I like having discussions with my parents at the table, I have noticed (recently having had moved back home). And I enjoy his pondering of issues that I raise that don’t normally cross his mind much. I raise issue with him singling out alternative women candidates who could be the the next head of Germany’s government by ‘Oh she, but shes such a ‘steely blonde’’. What he means is that this woman is hard-nosed, and by extension ‘masculine’. I challenge him, saying a meritocracy developed over centuries by those who led by example. None of those were women, excluded by law. Therefore, even if you say there is no discrimination anymore, the ‘merit’ is awarded to those who have ‘masculine’ ways of working. This hard-nosed woman, in his view, is not a great option because she is imitating men/maleness. I challenge him on 1) Why is ‘hardness’ equated with masculinity? 2) Why do women only reach an echelon of power when they (apparently) imitate these ‘masculine’ qualities?

I have become –I am sure- a little bit harsh on the old man. He admitted that my arguments were correct in the end of the day. I argued that this is down to a history of discrimination against over half of the population, that masculinity and femininity are fluid, not as strict and prescriptive as they once were seen as. A view of the masculine as tough, unbreakable, un-empathetic is unfair to men and actually contributes to violence against women, other men and members of the LGBT community, tribal/civil war and the spread of HIV/AIDS. What does upset me is that my father, for his age-group, upbringing and being the sole breadwinner (Mom stayed at home) is open to these arguments and thought processes but never had to think about it.
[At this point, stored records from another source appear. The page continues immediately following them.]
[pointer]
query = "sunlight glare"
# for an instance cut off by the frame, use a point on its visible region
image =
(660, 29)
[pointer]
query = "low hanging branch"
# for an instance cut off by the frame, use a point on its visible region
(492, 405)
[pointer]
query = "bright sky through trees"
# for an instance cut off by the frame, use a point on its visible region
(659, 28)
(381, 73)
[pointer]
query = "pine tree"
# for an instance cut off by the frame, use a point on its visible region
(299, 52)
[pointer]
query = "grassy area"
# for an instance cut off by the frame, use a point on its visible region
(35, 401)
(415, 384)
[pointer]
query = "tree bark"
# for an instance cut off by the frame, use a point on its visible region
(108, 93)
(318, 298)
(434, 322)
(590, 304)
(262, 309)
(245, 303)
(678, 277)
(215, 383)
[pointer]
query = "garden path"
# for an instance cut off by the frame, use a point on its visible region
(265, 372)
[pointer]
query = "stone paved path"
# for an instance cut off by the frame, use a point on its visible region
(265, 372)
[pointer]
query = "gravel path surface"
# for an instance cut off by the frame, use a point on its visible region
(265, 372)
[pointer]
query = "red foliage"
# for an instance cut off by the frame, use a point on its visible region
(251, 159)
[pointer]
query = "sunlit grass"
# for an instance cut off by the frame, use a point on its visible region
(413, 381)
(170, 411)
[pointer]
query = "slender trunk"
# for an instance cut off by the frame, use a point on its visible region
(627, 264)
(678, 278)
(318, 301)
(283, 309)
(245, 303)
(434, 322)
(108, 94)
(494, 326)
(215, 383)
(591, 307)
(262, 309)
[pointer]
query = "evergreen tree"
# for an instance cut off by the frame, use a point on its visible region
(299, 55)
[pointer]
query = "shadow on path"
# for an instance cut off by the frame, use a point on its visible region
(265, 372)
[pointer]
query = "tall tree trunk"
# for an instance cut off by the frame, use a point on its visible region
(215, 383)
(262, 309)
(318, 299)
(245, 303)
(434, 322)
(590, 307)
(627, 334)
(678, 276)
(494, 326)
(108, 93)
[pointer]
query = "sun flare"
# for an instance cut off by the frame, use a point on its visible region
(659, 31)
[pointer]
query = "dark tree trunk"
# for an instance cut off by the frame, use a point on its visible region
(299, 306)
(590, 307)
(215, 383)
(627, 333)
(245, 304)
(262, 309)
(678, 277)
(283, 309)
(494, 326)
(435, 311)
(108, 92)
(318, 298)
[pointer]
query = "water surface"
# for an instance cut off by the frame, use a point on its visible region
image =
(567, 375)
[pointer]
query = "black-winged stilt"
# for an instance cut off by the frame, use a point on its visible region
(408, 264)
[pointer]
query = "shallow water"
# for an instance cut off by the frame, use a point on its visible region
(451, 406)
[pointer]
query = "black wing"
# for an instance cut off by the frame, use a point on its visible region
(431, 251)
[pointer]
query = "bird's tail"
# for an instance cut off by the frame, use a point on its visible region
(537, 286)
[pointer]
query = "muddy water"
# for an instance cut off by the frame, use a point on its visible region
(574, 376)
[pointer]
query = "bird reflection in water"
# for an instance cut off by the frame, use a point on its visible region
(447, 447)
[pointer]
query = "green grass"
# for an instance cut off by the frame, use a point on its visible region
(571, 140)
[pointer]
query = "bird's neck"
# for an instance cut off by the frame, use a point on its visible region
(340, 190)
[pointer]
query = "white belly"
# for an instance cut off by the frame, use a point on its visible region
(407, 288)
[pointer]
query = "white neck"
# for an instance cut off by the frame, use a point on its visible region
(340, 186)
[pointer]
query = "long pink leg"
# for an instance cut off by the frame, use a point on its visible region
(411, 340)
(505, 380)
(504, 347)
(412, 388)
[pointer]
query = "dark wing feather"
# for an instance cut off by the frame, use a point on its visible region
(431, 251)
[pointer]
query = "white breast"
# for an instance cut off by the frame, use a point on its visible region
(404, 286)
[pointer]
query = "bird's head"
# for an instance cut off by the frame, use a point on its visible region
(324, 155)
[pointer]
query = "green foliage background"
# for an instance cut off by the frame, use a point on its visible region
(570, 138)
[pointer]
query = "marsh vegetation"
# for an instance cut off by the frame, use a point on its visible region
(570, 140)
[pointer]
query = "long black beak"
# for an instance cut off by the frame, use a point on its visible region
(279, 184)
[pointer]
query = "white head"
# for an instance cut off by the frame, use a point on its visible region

The add-on effect of gender inequality is still prevalent. You never have to mention the fact that someone is a man. That is not a quality, aspect of his personality or ‘merit’. Yet talking about politicians, CEOs and so on, the fact that the person is a woman is almost always a factor, endlessly scrutinised in the media and at dinner party conversations.

Back to Alan Sugar and the good ole UK. I just read an article about women being discriminated against due to pregnancy there.

I thought it interesting and timely. Yes, in a society where people speak of being post-feminist and both genders are equal in rights and opportunity, the most apparent discrimination is in the workplace. The paygap, the small number of women in boardrooms and national parliament (AKA decision makers) and the bad working and hiring conditions for women (who have children/do not/might have one day) are all still mentioned in the media in, what I would call- ‘domestic gender inequality issues’.

Some of the commentators really depressed me. “Businesses should not have to pay for women’s lifestyle choices.” Yes, having the biological predisposition to bearing children and reproducing the next generation of workers is a lifestyle choice -Sorry you missed that one, girls!

Biology is not destiny. The Personal is Political.

It’s not over, baby. It’s not in oh-so-socially-advanced-England, it’s blatantly not over in India (where I currently live and work) and it’s a struggle that we sometimes forget is still relevant. Let’s collectively prove silly little A. Sugar wrong- create a Fem-Mafia! It’s worked for the white hetero man for so long; surely our gay brothers are doing well with it, what’s stopping us from going back to our roots as feminists for the right reasons of sisterhood? We still got some way to go, wherever we are, whatever our most pressing issues.